If you want to actually deploy an AI agent, there's a step-by-step tutorial on How to deploy a Google Agent Development Kit (ADK) agent to Google Cloud Run. Five lines of code gets you a running agent, you configure environment variables, run the ADK deploy command, and you've got a serverless agent handling real-world traffic.

Finally, Red Monk on The Unbundling and Bundling of the PaaS Market. Twenty years ago, IaaS won over PaaS because it looked like what enterprises were used to, while PaaS was opaque and constrained. But now the number of primitives has become a burden, and coding assistants prefer abstract platforms anyway because they're easier to programmatically manipulate.
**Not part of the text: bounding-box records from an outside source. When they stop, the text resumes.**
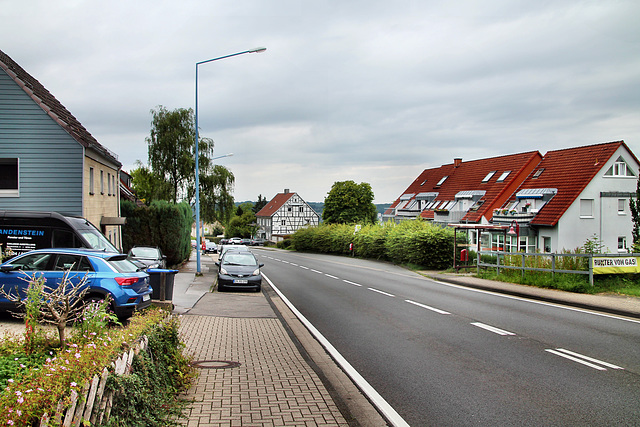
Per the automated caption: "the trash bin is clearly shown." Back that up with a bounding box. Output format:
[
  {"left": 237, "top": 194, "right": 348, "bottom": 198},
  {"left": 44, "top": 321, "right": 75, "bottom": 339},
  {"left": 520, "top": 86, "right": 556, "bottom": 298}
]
[{"left": 147, "top": 268, "right": 178, "bottom": 301}]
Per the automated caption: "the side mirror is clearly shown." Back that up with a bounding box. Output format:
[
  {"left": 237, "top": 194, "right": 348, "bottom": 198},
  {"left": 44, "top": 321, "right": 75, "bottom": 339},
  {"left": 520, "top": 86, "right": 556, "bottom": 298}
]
[{"left": 0, "top": 264, "right": 18, "bottom": 273}]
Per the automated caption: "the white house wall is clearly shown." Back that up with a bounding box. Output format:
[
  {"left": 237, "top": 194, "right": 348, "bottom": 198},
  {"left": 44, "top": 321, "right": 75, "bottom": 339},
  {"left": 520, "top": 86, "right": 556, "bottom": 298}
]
[{"left": 552, "top": 147, "right": 639, "bottom": 253}]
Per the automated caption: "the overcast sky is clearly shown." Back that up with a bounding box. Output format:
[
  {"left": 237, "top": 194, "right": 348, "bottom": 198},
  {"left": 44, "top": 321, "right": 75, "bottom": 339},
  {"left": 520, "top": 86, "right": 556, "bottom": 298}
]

So we have this landscape of abstractions: AI app builders like Bolt and Lovable, general-purpose PaaS like Cloud Run and Fly.io, front-end platforms like Cloudflare and Vercel, backend-as-a-service like Firebase and Supabase. The interesting move is that these categories are colliding. Lovable is going from app builder to PaaS. Replit is going from PaaS to app builder. Convex is going from BaaS to app builder. And this re-bundling is happening within a 25-month window. The unbundling inevitably came for PaaS, just like it once did for databases. What followed databases was rebundling into multi-workload databases. Expect the same here.

And wrapping up with a positive note from Google on Growing the next generation of American workers. They're investing 50 million dollars through Google.org to help prepare over 300,000 American workers for skilled trades careers. Welders, pipefitters, electricians, fiber technicians. It's the builder era, and that includes all types of builders.